Für meinen kleinen Intel Atom 330 war ich auf der Suche nach einem Gehäuse. Mit dem Thermaltake – Element Q (VL52021N2E) hatte ich schnell ein günstiges, optisch ansprechendes und qualitativ hochwertiges Gehäuse mit 200Watt Netzteil gefunden. Die Größe des Gehäuses sowie das 200 Watt Netzteil bietet hierbei die Möglichkeit eine stärkere Grafikkarte nachzulegen. Die 32GB Patriot SSD aus der Warp Serie hatte ich auch noch übrig, so drängte sie sich förmlich auf. Als Betriebssystem verwende ich aktuell Ubuntu. Ursprünglich war geplant, den Rechner als kleine Surfstation zu betreiben allerdings würde er sich auch gut als Mediaportal Client für das Schlafzimmer eignen…
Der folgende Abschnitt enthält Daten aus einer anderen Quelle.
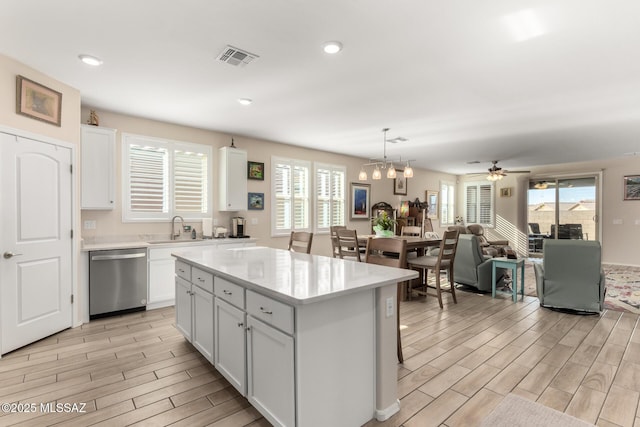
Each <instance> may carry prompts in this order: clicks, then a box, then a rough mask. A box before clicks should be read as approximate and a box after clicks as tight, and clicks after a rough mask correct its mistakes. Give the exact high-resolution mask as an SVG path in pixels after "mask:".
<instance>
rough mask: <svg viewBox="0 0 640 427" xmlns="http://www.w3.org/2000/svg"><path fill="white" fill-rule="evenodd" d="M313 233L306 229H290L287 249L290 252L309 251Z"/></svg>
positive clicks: (300, 251) (302, 251) (302, 252)
mask: <svg viewBox="0 0 640 427" xmlns="http://www.w3.org/2000/svg"><path fill="white" fill-rule="evenodd" d="M311 242H313V233H309V232H306V231H292V232H291V237H290V238H289V250H290V251H292V252H302V253H306V254H308V253H311Z"/></svg>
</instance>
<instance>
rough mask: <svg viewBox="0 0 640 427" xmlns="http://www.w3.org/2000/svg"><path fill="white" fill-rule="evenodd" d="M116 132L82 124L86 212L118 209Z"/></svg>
mask: <svg viewBox="0 0 640 427" xmlns="http://www.w3.org/2000/svg"><path fill="white" fill-rule="evenodd" d="M115 157H116V130H115V129H109V128H102V127H97V126H88V125H82V164H81V168H82V197H81V208H82V209H95V210H98V209H113V208H114V207H115V182H116V179H115V171H116V163H115Z"/></svg>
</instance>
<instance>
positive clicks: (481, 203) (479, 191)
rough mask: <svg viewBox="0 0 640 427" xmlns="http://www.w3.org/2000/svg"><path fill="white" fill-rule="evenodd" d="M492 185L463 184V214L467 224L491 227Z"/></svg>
mask: <svg viewBox="0 0 640 427" xmlns="http://www.w3.org/2000/svg"><path fill="white" fill-rule="evenodd" d="M493 189H494V186H493V184H492V183H487V184H484V183H466V184H465V212H466V221H467V223H468V224H481V225H484V226H489V227H493V225H494V212H495V211H494V204H493V199H494V197H493V196H494V195H493V191H494V190H493Z"/></svg>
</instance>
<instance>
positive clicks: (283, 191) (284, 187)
mask: <svg viewBox="0 0 640 427" xmlns="http://www.w3.org/2000/svg"><path fill="white" fill-rule="evenodd" d="M274 172H275V173H274V194H275V203H274V207H275V209H274V210H275V215H274V222H275V229H276V230H282V231H286V230H291V228H292V227H291V165H289V164H285V163H276V165H275V167H274Z"/></svg>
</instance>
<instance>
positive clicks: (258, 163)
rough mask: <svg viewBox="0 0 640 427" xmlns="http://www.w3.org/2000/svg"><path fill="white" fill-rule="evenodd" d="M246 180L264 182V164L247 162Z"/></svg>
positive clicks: (258, 162)
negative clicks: (251, 180)
mask: <svg viewBox="0 0 640 427" xmlns="http://www.w3.org/2000/svg"><path fill="white" fill-rule="evenodd" d="M247 178H249V179H257V180H260V181H264V163H261V162H252V161H248V162H247Z"/></svg>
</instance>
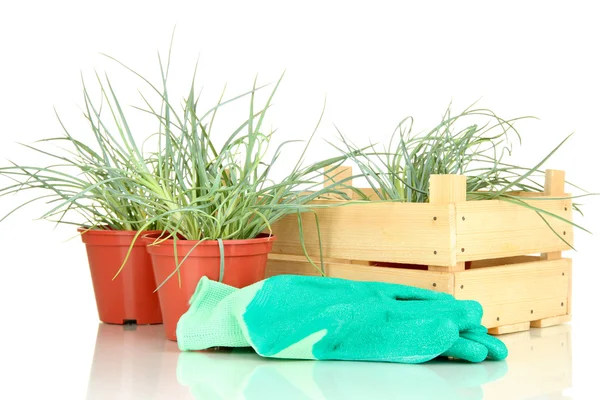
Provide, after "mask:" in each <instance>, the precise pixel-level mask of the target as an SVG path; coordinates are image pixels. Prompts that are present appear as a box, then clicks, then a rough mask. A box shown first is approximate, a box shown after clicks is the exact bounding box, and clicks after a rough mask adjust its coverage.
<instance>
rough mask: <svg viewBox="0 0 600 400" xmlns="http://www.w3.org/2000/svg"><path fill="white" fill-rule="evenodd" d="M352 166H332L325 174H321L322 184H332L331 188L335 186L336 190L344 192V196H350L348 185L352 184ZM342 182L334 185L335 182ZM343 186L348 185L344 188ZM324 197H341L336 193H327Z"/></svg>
mask: <svg viewBox="0 0 600 400" xmlns="http://www.w3.org/2000/svg"><path fill="white" fill-rule="evenodd" d="M351 178H352V167H345V166H342V167H337V168H334V169H333V170H332V171H330V172H328V173H327V174H324V175H323V185H324V186H326V187H327V186H332V187H333V188H335V190H336V191H338V192H342V193H344V194H346V196H348V197H349V198H352V193H353V192H352V189H350V188H349V187H350V186H352V179H351ZM340 181H341V182H342V183H341V184H340V186H339V187H335V186H334V185H335V184H336V183H337V182H340ZM345 186H348V188H345ZM324 197H331V198H336V197H337V198H341V197H340V196H337V195H327V196H324Z"/></svg>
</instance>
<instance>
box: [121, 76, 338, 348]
mask: <svg viewBox="0 0 600 400" xmlns="http://www.w3.org/2000/svg"><path fill="white" fill-rule="evenodd" d="M127 68H128V67H127ZM128 69H129V70H130V71H132V72H133V70H132V69H130V68H128ZM161 71H165V73H163V75H162V79H163V87H162V90H160V91H159V90H157V89H156V87H155V86H154V85H152V84H151V83H150V81H149V80H147V79H145V78H143V77H142V79H143V80H144V82H146V83H148V84H149V85H150V86H151V88H153V90H154V91H155V92H156V93H159V95H160V96H159V97H160V102H161V104H160V107H152V106H150V103H148V107H147V108H146V109H144V110H145V111H146V112H147V113H148V114H150V115H152V116H154V117H156V119H157V121H158V123H159V125H160V129H159V131H158V133H157V137H156V139H157V143H158V146H157V148H156V151H154V152H152V153H151V154H150V155H149V156H148V158H147V159H146V160H145V162H144V163H138V164H137V165H132V166H131V168H132V169H131V170H129V171H128V172H129V173H130V174H133V175H134V176H138V177H140V178H139V179H136V183H138V184H140V187H141V189H140V190H138V191H137V192H135V193H132V194H131V197H129V201H130V202H132V203H135V204H138V205H140V206H142V207H143V209H144V210H146V211H147V212H148V217H147V218H146V222H145V223H144V224H142V225H141V226H140V227H139V232H138V234H137V235H135V237H134V240H140V239H142V238H143V239H144V240H146V242H147V251H148V253H149V254H150V257H151V259H152V265H153V269H154V275H155V279H156V283H157V285H158V286H157V293H158V297H159V300H160V306H161V310H162V315H163V321H164V324H165V331H166V335H167V337H168V338H169V339H171V340H176V334H175V330H176V325H177V322H178V320H179V317H180V316H181V315H182V314H183V313H184V312H185V311H186V310H187V308H188V306H189V304H188V301H189V299H190V297H191V296H192V295H193V293H194V291H195V289H196V286H197V284H198V282H199V280H200V278H201V277H203V276H208V277H209V278H211V279H214V280H219V281H221V282H225V283H227V284H229V285H232V286H237V287H243V286H247V285H250V284H252V283H255V282H257V281H259V280H262V279H264V276H265V268H266V262H267V256H268V253H269V252H270V251H271V248H272V246H273V244H274V243H276V238H275V237H274V236H273V235H271V233H270V226H271V224H272V223H273V222H275V221H277V220H279V219H281V218H282V217H283V216H285V215H288V214H292V213H298V214H299V213H300V212H302V211H307V210H309V208H308V207H307V206H306V204H307V203H309V202H311V201H312V200H315V199H317V198H319V197H321V196H323V195H325V194H328V193H335V192H336V191H335V190H334V189H333V186H332V185H333V180H331V179H328V178H325V185H324V187H323V188H321V189H319V190H313V191H311V189H314V188H315V187H317V186H319V185H323V182H324V178H323V177H324V175H325V174H326V173H327V171H331V170H333V169H334V168H336V167H338V166H339V165H340V164H341V163H342V162H343V160H344V159H345V158H346V157H345V156H336V157H333V158H330V159H326V160H323V161H320V162H317V163H313V164H311V165H309V166H304V165H303V164H304V163H303V160H304V156H305V154H306V151H307V147H308V146H309V144H310V142H311V140H312V138H313V136H314V133H315V132H313V134H312V135H311V137H310V139H309V140H308V141H307V143H306V146H305V147H304V151H303V152H302V155H301V156H300V159H299V160H298V162H297V163H296V165H295V166H294V168H293V169H292V170H291V172H289V173H287V174H286V175H285V177H283V178H281V179H279V180H275V179H273V177H272V174H273V172H274V171H275V172H277V173H278V174H281V170H279V169H277V165H276V164H277V160H278V159H279V158H280V157H281V155H282V151H283V149H284V147H285V145H286V144H288V143H291V142H296V141H286V142H284V143H282V144H281V145H279V146H278V147H277V148H276V149H274V151H272V152H269V144H270V142H271V139H272V137H273V133H274V132H273V131H267V132H266V133H265V131H266V130H265V128H264V122H265V115H266V111H267V109H268V108H269V107H270V106H271V101H272V99H273V96H274V94H275V92H276V91H277V88H278V87H279V84H280V82H281V78H283V76H282V77H281V78H280V79H279V81H278V82H277V83H276V84H274V85H273V87H274V88H273V90H272V91H271V92H270V93H267V95H268V98H267V99H266V103H265V104H264V106H263V107H262V108H260V109H259V108H257V107H256V96H257V95H258V94H259V92H260V93H263V92H264V91H263V88H265V86H261V87H257V86H256V81H255V84H254V86H253V88H252V90H250V91H249V92H247V93H244V94H242V95H240V96H236V97H234V98H232V99H230V100H227V101H223V100H222V98H223V96H221V99H219V102H218V103H217V105H216V106H214V107H212V108H211V109H210V110H208V112H205V113H204V114H200V113H199V112H198V98H197V96H196V92H195V88H194V81H195V75H194V79H192V85H191V88H190V91H189V93H188V94H187V96H186V97H185V98H184V100H183V101H182V102H181V107H179V106H176V105H175V104H174V103H172V102H171V100H170V99H171V98H173V96H172V95H171V94H169V93H168V91H167V86H166V76H167V72H166V71H168V68H162V65H161ZM134 73H135V72H134ZM135 74H136V75H138V74H137V73H135ZM138 76H140V75H138ZM140 77H141V76H140ZM246 96H248V97H249V99H250V105H249V106H250V109H249V112H248V113H247V114H246V113H244V114H245V115H246V116H244V117H243V118H242V120H241V122H240V123H239V125H238V126H237V128H236V129H234V131H233V133H231V134H229V135H228V136H225V137H224V136H222V135H219V137H221V138H223V139H224V143H223V144H222V145H221V146H220V147H219V146H217V145H215V143H214V140H213V138H214V136H215V134H214V133H213V132H212V131H213V124H214V121H215V117H216V114H217V111H218V110H220V109H221V108H222V107H223V106H224V105H225V104H228V103H230V102H231V101H233V100H237V99H240V98H242V97H246ZM321 117H322V115H321ZM319 122H320V119H319ZM123 125H124V124H123ZM236 125H237V124H236ZM317 127H318V124H317ZM315 131H316V129H315ZM148 168H149V170H148ZM153 226H158V227H160V230H161V232H154V233H151V234H144V231H146V230H148V229H151V227H153ZM131 249H133V246H132V247H131ZM125 267H126V266H125V264H123V265H122V269H123V270H125Z"/></svg>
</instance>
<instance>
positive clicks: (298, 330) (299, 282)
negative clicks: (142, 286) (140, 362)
mask: <svg viewBox="0 0 600 400" xmlns="http://www.w3.org/2000/svg"><path fill="white" fill-rule="evenodd" d="M482 315H483V310H482V308H481V305H480V304H479V303H478V302H476V301H469V300H456V299H454V297H452V296H451V295H449V294H446V293H438V292H433V291H430V290H425V289H419V288H415V287H410V286H404V285H396V284H389V283H381V282H358V281H350V280H345V279H336V278H322V277H311V276H298V275H279V276H274V277H271V278H268V279H265V280H263V281H261V282H258V283H255V284H253V285H251V286H248V287H245V288H243V289H237V288H233V287H231V286H228V285H225V284H222V283H219V282H215V281H211V280H210V279H208V278H206V277H204V278H202V279H201V280H200V282H199V283H198V287H197V288H196V292H195V293H194V295H193V296H192V298H191V299H190V308H189V310H188V311H187V312H186V313H185V314H184V315H183V316H182V317H181V318H180V320H179V323H178V325H177V342H178V345H179V348H180V349H181V350H184V351H185V350H204V349H208V348H211V347H252V348H254V350H255V351H256V353H258V354H259V355H261V356H263V357H274V358H287V359H312V360H356V361H387V362H398V363H409V364H416V363H422V362H426V361H429V360H432V359H434V358H436V357H438V356H447V357H453V358H459V359H463V360H467V361H471V362H480V361H483V360H486V359H490V360H502V359H504V358H506V356H507V353H508V352H507V349H506V346H505V345H504V344H503V343H502V342H501V341H500V340H498V339H496V338H494V337H492V336H489V335H488V334H487V329H486V328H485V327H483V326H482V325H481V317H482Z"/></svg>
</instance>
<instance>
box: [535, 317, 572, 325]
mask: <svg viewBox="0 0 600 400" xmlns="http://www.w3.org/2000/svg"><path fill="white" fill-rule="evenodd" d="M570 321H571V316H570V315H559V316H557V317H550V318H544V319H538V320H536V321H531V327H532V328H546V327H549V326H554V325H560V324H564V323H567V322H570Z"/></svg>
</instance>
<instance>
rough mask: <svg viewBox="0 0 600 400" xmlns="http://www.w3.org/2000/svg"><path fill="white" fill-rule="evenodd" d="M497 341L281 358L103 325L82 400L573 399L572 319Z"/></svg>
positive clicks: (141, 327)
mask: <svg viewBox="0 0 600 400" xmlns="http://www.w3.org/2000/svg"><path fill="white" fill-rule="evenodd" d="M502 339H503V340H504V341H505V342H506V344H507V345H508V347H509V350H510V356H509V358H508V359H507V360H506V361H503V362H484V363H481V364H469V363H463V362H457V361H442V360H440V361H433V362H430V363H426V364H421V365H400V364H387V363H364V362H363V363H358V362H313V361H282V360H270V359H263V358H261V357H259V356H257V355H256V354H255V353H253V352H252V351H251V350H247V349H236V350H234V351H225V350H220V351H210V352H190V353H181V352H179V350H178V349H177V345H176V344H175V343H174V342H170V341H166V340H165V339H164V335H163V332H162V326H160V325H157V326H125V327H122V326H115V325H105V324H100V325H99V326H98V335H97V339H96V345H95V350H94V356H93V361H92V364H91V371H90V376H89V382H88V386H87V397H86V399H87V400H99V399H202V400H213V399H214V400H222V399H236V400H237V399H247V400H264V399H298V400H300V399H302V400H312V399H316V400H319V399H327V400H330V399H400V398H402V399H450V400H451V399H569V398H571V397H570V392H571V386H572V385H571V376H572V372H571V371H572V367H571V326H570V325H561V326H557V327H552V328H546V329H542V330H540V329H534V330H531V331H530V332H522V333H516V334H511V335H505V336H503V337H502ZM83 367H84V366H82V368H83Z"/></svg>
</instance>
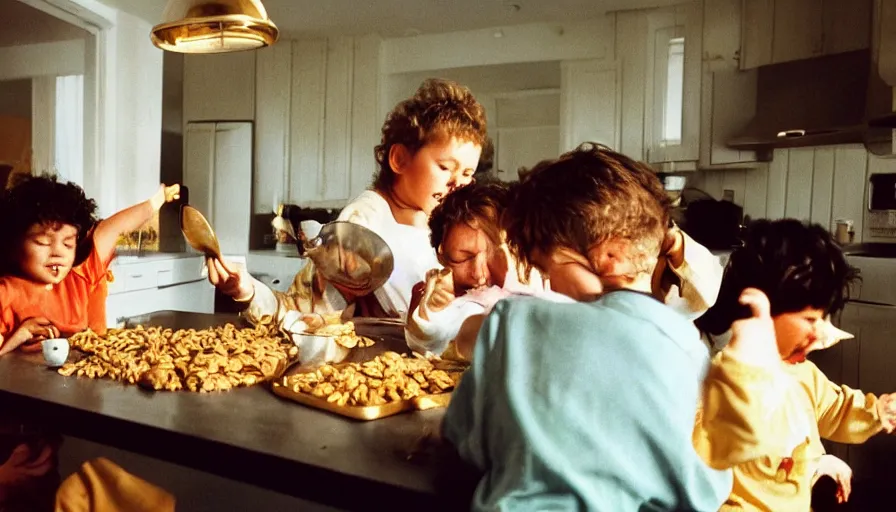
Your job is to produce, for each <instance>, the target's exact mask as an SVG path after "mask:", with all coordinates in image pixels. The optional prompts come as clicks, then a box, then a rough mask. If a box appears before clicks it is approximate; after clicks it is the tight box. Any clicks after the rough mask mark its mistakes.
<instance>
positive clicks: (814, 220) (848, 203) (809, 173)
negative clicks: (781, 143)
mask: <svg viewBox="0 0 896 512" xmlns="http://www.w3.org/2000/svg"><path fill="white" fill-rule="evenodd" d="M877 172H896V160H893V159H883V158H878V157H875V156H873V155H869V154H868V152H867V151H866V150H865V148H864V147H863V146H862V145H860V144H849V145H839V146H819V147H810V148H794V149H779V150H776V151H775V153H774V159H773V160H772V161H771V162H769V163H768V164H762V165H760V166H759V167H758V168H757V169H751V170H725V171H701V172H697V173H694V174H693V175H692V176H690V179H689V184H690V185H693V186H696V187H698V188H701V189H703V190H705V191H706V192H709V193H710V194H712V195H713V196H714V197H716V198H717V199H721V197H722V193H723V191H724V190H725V189H728V190H732V191H734V202H736V203H737V204H740V205H741V206H743V207H744V214H745V215H749V216H750V217H751V218H762V217H767V218H771V219H779V218H783V217H793V218H797V219H802V220H811V221H812V222H815V223H818V224H821V225H823V226H826V227H831V225H832V223H833V221H835V220H837V219H841V218H842V219H850V220H852V221H853V222H854V223H855V224H854V225H855V229H856V241H857V242H858V241H862V240H864V241H875V240H877V239H874V238H872V237H870V236H869V235H868V233H867V230H866V229H865V225H866V223H867V212H866V191H867V189H868V186H867V183H868V176H870V174H871V173H877ZM879 241H893V240H892V239H889V240H886V239H879Z"/></svg>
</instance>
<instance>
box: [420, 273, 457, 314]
mask: <svg viewBox="0 0 896 512" xmlns="http://www.w3.org/2000/svg"><path fill="white" fill-rule="evenodd" d="M454 298H455V297H454V275H453V274H452V273H451V269H447V268H443V269H441V270H435V269H433V270H430V271H429V272H427V274H426V289H425V291H424V292H423V298H422V299H421V300H420V315H421V316H423V317H424V319H428V318H427V317H428V315H426V313H427V312H429V313H436V312H438V311H442V310H443V309H445V308H446V307H448V304H450V303H451V301H453V300H454Z"/></svg>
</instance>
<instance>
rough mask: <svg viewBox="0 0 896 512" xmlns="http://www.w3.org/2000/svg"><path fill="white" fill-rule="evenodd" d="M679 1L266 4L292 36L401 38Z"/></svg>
mask: <svg viewBox="0 0 896 512" xmlns="http://www.w3.org/2000/svg"><path fill="white" fill-rule="evenodd" d="M101 1H102V2H103V3H105V4H107V5H109V6H112V7H116V8H118V9H121V10H124V11H126V12H130V13H131V14H134V15H137V16H139V17H141V18H144V19H145V20H147V21H149V22H151V23H158V22H159V21H160V20H161V17H162V11H163V10H164V7H165V4H166V0H101ZM175 1H176V0H175ZM677 1H680V0H367V1H364V0H263V3H264V6H265V8H266V9H267V11H268V15H269V16H270V17H271V19H272V20H273V21H274V23H276V24H277V26H278V27H279V28H280V30H281V32H282V33H283V34H284V35H286V36H287V37H312V36H321V35H361V34H373V33H376V34H380V35H382V36H385V37H398V36H404V35H416V34H418V33H438V32H453V31H457V30H472V29H477V28H487V27H495V26H501V25H517V24H522V23H533V22H548V21H549V22H558V21H575V20H582V19H585V18H592V17H596V16H600V15H602V14H603V13H605V12H607V11H616V10H623V9H625V10H628V9H640V8H646V7H654V6H659V5H671V4H673V3H675V2H677ZM514 6H519V9H518V10H517V9H516V7H514Z"/></svg>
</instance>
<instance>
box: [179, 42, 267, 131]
mask: <svg viewBox="0 0 896 512" xmlns="http://www.w3.org/2000/svg"><path fill="white" fill-rule="evenodd" d="M275 46H276V45H275ZM256 55H257V53H256V52H235V53H218V54H203V55H189V54H188V55H184V77H183V78H184V115H183V122H184V126H186V124H187V123H192V122H197V121H252V120H253V119H254V118H255V96H256V94H255V59H256Z"/></svg>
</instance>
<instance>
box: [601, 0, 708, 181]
mask: <svg viewBox="0 0 896 512" xmlns="http://www.w3.org/2000/svg"><path fill="white" fill-rule="evenodd" d="M702 6H703V2H701V1H699V0H695V1H691V2H687V3H683V4H680V5H676V6H672V7H667V8H661V9H651V10H643V11H626V12H620V13H617V15H616V60H617V62H618V64H619V66H621V70H620V75H621V79H620V82H619V88H620V89H621V91H620V93H619V94H621V113H620V116H621V133H620V135H619V140H620V146H619V149H620V150H621V151H622V152H623V153H625V154H627V155H629V156H632V157H635V158H638V159H640V160H644V161H646V162H648V163H651V164H653V165H654V166H655V167H657V168H659V169H662V170H666V171H679V170H685V171H687V170H694V169H696V167H697V161H698V158H699V155H700V142H701V141H700V101H701V98H700V88H701V47H702V29H703V12H702Z"/></svg>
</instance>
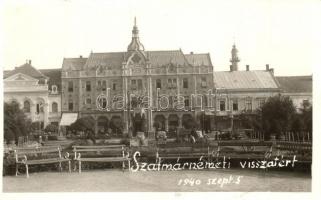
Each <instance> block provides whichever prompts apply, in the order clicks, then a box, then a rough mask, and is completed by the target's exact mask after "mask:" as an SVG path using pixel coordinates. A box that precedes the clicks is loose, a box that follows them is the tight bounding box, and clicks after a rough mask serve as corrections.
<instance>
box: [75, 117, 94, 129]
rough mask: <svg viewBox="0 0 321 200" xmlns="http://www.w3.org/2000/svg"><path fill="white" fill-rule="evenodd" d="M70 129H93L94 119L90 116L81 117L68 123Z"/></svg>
mask: <svg viewBox="0 0 321 200" xmlns="http://www.w3.org/2000/svg"><path fill="white" fill-rule="evenodd" d="M70 128H71V129H74V130H76V131H86V130H91V131H94V129H95V120H94V119H93V118H92V117H82V118H79V119H77V120H76V121H75V122H74V123H72V124H71V125H70Z"/></svg>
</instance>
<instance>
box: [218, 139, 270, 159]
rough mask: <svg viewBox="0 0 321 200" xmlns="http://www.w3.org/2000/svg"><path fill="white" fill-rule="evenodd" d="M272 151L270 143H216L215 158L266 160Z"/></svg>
mask: <svg viewBox="0 0 321 200" xmlns="http://www.w3.org/2000/svg"><path fill="white" fill-rule="evenodd" d="M272 149H273V143H272V142H263V141H261V142H253V141H240V142H239V141H225V142H223V141H220V142H218V146H217V152H216V157H217V158H218V157H220V156H225V157H229V158H237V159H247V158H250V159H261V158H264V159H268V158H270V157H271V155H272Z"/></svg>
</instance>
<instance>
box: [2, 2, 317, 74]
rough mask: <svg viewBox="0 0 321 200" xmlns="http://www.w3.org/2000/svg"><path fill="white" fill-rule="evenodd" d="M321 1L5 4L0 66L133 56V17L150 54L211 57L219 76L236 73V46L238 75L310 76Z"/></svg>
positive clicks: (59, 66)
mask: <svg viewBox="0 0 321 200" xmlns="http://www.w3.org/2000/svg"><path fill="white" fill-rule="evenodd" d="M320 3H321V1H320V0H311V1H309V0H304V1H303V0H261V1H258V0H243V1H238V0H229V1H213V0H197V1H196V0H184V1H179V0H177V1H172V0H162V1H160V0H159V1H155V0H154V1H153V0H149V1H147V0H146V1H145V0H140V1H139V0H122V1H119V0H118V1H117V0H105V1H103V0H77V1H76V0H51V1H49V0H47V1H44V0H42V1H30V0H24V1H22V0H21V1H18V0H10V1H9V0H3V1H1V3H0V4H2V5H1V8H0V9H1V31H0V33H1V41H2V44H1V59H0V66H1V67H2V68H3V69H4V70H11V69H13V68H14V67H15V66H20V65H22V64H24V63H25V62H26V60H27V59H30V60H32V65H33V66H35V67H36V68H38V69H45V68H61V66H62V61H63V58H64V57H78V56H80V55H82V56H84V57H88V55H89V54H90V52H91V51H93V52H117V51H126V49H127V45H128V44H129V43H130V40H131V30H132V27H133V22H134V17H135V16H136V18H137V25H138V28H139V31H140V40H141V42H142V43H143V44H144V46H145V49H146V50H178V49H180V48H181V49H182V51H183V52H184V53H190V52H192V51H193V52H194V53H210V55H211V59H212V63H213V65H214V70H215V71H227V70H229V65H230V62H229V59H230V57H231V49H232V45H233V43H234V42H235V44H236V47H237V49H238V50H239V57H240V59H241V61H240V63H239V70H245V65H250V70H264V69H265V65H266V64H269V65H270V67H271V68H274V71H275V74H276V75H278V76H285V75H289V76H292V75H311V74H312V73H313V69H314V68H317V67H318V66H319V63H320V58H319V57H320V55H319V52H321V40H320V35H321V30H320V24H321V20H320V19H321V12H320Z"/></svg>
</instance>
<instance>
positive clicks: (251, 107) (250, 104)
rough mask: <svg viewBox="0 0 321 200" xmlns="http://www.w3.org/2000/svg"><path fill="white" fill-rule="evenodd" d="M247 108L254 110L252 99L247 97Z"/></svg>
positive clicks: (250, 110)
mask: <svg viewBox="0 0 321 200" xmlns="http://www.w3.org/2000/svg"><path fill="white" fill-rule="evenodd" d="M245 110H246V111H251V110H252V99H250V98H247V99H245Z"/></svg>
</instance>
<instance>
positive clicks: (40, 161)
mask: <svg viewBox="0 0 321 200" xmlns="http://www.w3.org/2000/svg"><path fill="white" fill-rule="evenodd" d="M61 154H62V153H61V147H60V146H55V147H54V146H50V147H27V148H15V149H14V156H15V160H16V176H18V174H19V171H18V168H19V166H20V165H25V167H26V176H27V178H28V177H29V168H28V167H29V166H30V165H41V164H52V163H59V170H60V171H62V166H61V163H62V162H68V167H69V172H71V170H70V164H71V163H70V159H69V153H68V152H66V155H65V156H64V157H63V156H62V155H61Z"/></svg>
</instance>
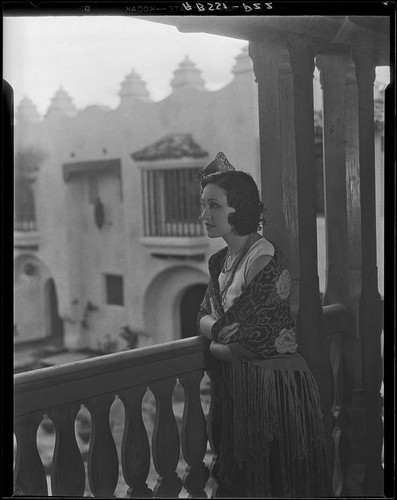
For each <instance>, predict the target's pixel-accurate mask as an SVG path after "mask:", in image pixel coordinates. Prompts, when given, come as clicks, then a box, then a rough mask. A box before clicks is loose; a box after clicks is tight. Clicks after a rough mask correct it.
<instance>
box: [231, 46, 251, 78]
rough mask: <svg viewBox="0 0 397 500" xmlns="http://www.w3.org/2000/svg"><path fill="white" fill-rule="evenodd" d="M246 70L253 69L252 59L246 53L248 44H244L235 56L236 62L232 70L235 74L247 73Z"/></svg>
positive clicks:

Hier ein paar Details zum Mainboard:
| Hersteller / Modell | Point of View / POV330 |
| Prozessor | Intel Atom 330 – Dualcore 1,6GHz |
| Chipsatz | Nvidia MCP7A-ION |
| Grafikkarte (Onboard) | nVIDIA GeForce 9400M (max. 512MB) |
| Audio Chipsatz | Realtek ALC662 (5.1 Kanal mit optischem Ausgang) |
| Arbeitsspeicher | 4GB ADATA SO-DIMM DDR2-800 Kit (PC2-6400S CL5) |
| USB | 6x USB 2.0 |
| SATA | 4x Sata, RAID 0, 1, JBOD |
| Netzwerk | 10/100/1000 |
| PCI Slot | 1x PCI-Express 16x |
| sonstiges | PS/2, interner COM-Port |
Der “große” Intel Atom 330 bietet neben den beiden Kernen auch Hyper-Threading, daher zeigt der Taskmanager auch vier logische Prozessoren an. Das Board bietet eine ordentliche Ausstattung mit Gigabit-Ethernet und der Möglichkeit, ein Raid 1 zu betreiben.
Wie üblich statte ich auch dieses Board direkt mit dem Maximum an Arbeitsspeicher aus. Gerade bei den etwas “schwächeren” Prozessoren kann man mit dem entsprechendem Betriebssystem ganz ordentlich arbeiten. So lief auf dem guten Stück auch schon ein Microsoft Server 2008R2 und das sogar recht flott.
Die SSD
Interessant sind besonders die Daten der32GB SSD Platte. Auch wenn ich zugeben muss, die Anschaffung zum damaligen Zeitpunkt war viel zu früh und viel viel zu teuer
Die heutigen Generationen bieten eine deutlich höhere Performance.